On the spending side, the biggest increases come from mandatory programs—those that operate on autopilot unless Congress intervenes.
- Social Security spending has risen by 1.0% of GDP, driven largely by the retirement of the baby boom generation.
- Medicare is up 1.9%, and other major healthcare programs (like Medicaid and ACA subsidies) have grown by 1.4%.
Together, these three categories account for nearly half of the total shift from surplus to deficit. They reflect both demographic pressures and policy choices to expand coverage and benefits.

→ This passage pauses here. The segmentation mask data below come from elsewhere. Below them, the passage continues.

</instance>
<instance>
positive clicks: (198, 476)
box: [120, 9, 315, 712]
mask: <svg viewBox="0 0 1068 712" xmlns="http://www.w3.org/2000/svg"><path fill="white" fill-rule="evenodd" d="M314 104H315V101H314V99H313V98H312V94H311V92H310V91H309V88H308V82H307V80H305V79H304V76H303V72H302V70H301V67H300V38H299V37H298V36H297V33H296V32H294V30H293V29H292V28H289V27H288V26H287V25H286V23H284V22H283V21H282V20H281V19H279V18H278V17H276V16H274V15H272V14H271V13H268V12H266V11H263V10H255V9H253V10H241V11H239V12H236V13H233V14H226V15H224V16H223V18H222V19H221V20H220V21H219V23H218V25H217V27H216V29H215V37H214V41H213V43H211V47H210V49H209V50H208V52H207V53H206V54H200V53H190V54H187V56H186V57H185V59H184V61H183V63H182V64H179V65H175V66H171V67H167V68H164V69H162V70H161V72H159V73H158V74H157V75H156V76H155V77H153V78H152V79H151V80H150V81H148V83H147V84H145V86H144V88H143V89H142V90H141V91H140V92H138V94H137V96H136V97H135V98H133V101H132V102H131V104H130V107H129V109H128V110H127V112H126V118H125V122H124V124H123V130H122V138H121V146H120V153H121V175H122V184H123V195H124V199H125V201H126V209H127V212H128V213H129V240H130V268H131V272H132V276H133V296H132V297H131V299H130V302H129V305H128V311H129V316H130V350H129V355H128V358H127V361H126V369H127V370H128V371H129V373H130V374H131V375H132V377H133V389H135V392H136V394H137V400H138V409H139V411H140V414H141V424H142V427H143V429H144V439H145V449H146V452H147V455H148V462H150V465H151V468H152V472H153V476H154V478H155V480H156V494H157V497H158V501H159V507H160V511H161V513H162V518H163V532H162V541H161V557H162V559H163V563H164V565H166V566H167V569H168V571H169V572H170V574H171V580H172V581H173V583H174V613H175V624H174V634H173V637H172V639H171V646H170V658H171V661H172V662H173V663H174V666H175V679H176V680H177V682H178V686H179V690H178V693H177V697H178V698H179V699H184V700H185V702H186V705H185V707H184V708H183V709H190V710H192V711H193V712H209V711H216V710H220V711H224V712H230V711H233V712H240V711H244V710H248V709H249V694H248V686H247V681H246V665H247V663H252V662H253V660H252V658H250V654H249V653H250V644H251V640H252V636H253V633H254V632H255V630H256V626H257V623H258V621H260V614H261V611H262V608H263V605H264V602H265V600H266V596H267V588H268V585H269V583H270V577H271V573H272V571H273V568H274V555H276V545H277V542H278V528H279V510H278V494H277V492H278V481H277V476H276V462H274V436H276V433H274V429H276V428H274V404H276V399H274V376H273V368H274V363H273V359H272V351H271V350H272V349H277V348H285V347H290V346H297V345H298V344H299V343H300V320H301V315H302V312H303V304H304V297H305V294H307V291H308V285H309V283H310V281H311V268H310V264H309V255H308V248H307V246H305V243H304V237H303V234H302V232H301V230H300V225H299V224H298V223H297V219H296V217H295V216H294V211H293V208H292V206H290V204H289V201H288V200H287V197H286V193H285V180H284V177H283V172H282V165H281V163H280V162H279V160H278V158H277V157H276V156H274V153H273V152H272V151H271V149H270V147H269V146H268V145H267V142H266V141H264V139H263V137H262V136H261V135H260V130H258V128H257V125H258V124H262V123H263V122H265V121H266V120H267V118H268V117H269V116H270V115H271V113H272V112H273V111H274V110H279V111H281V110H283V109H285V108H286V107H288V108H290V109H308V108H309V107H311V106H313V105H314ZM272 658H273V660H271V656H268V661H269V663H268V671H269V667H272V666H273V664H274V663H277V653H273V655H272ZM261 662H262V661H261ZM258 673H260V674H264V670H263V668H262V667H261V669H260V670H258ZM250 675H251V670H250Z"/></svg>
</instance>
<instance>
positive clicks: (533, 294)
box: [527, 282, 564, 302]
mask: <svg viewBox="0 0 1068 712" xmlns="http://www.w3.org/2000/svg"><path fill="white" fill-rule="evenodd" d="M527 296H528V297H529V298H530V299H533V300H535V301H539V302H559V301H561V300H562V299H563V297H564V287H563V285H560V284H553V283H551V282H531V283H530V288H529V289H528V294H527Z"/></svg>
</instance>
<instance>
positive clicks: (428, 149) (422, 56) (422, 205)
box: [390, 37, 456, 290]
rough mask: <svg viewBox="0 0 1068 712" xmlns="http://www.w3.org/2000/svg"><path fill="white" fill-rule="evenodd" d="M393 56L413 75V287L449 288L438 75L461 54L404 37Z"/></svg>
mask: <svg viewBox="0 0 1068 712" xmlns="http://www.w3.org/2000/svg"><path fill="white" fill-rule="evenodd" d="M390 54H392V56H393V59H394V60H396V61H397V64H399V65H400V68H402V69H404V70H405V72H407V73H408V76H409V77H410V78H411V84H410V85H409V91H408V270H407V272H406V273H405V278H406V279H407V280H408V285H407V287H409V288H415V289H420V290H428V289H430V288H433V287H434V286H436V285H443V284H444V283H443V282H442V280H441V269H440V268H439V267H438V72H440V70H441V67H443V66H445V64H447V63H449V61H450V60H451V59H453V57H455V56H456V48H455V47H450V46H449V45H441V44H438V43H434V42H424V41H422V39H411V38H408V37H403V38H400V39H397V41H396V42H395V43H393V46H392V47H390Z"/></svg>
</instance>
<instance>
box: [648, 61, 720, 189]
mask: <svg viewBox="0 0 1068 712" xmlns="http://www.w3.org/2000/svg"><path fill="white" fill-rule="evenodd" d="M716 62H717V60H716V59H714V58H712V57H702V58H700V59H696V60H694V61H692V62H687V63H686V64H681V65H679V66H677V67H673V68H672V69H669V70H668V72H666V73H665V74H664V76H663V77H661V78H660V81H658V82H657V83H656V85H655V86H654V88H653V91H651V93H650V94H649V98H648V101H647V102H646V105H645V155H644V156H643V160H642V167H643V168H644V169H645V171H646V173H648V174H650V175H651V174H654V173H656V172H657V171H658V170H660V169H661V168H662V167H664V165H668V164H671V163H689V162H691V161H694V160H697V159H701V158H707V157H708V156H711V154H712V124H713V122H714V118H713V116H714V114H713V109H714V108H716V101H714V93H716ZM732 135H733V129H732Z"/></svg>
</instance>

Defense and nondefense discretionary spending, programs that Congress funds annually, have barely budged, rising just 0.1% and 0.2% of GDP, respectively. Net interest costs have increased by 0.9%, a consequence of rising debt and higher interest rates. However, the more recent trend in interest costs is more alarming. Between 2022 and 2025, interest as a share of GDP almost doubled from 9.7% to 17.9%.
The chart makes one thing clear: the erosion of the surplus wasn’t caused by runaway discretionary spending. It was the result of:
- Revenue reductions that weakened the fiscal foundation.
- Mandatory spending growth driven by aging demographics and healthcare expansion.
- Increasing interest costs as the debt grows larger and interest rates rise.
These are both permanent policy choices and structural challenges, not temporary blips. Addressing them will require a serious conversation about what we expect from government, and how we’re willing to pay for it.
The Bigger Picture
These charts underscore the structural nature of America’s fiscal challenge. Deficits are not simply the result of temporary crises or one-off policy choices; they reflect long-term trends in demographics, and spending and revenue that policymakers have failed to address.
The lesson is clear: without reforms to both sides of the budget, revenues and spending, the United States will remain on a path of chronic deficits and rising debt. The surplus of 2000 is now a distant memory, replaced by a fiscal outlook that demands urgent attention.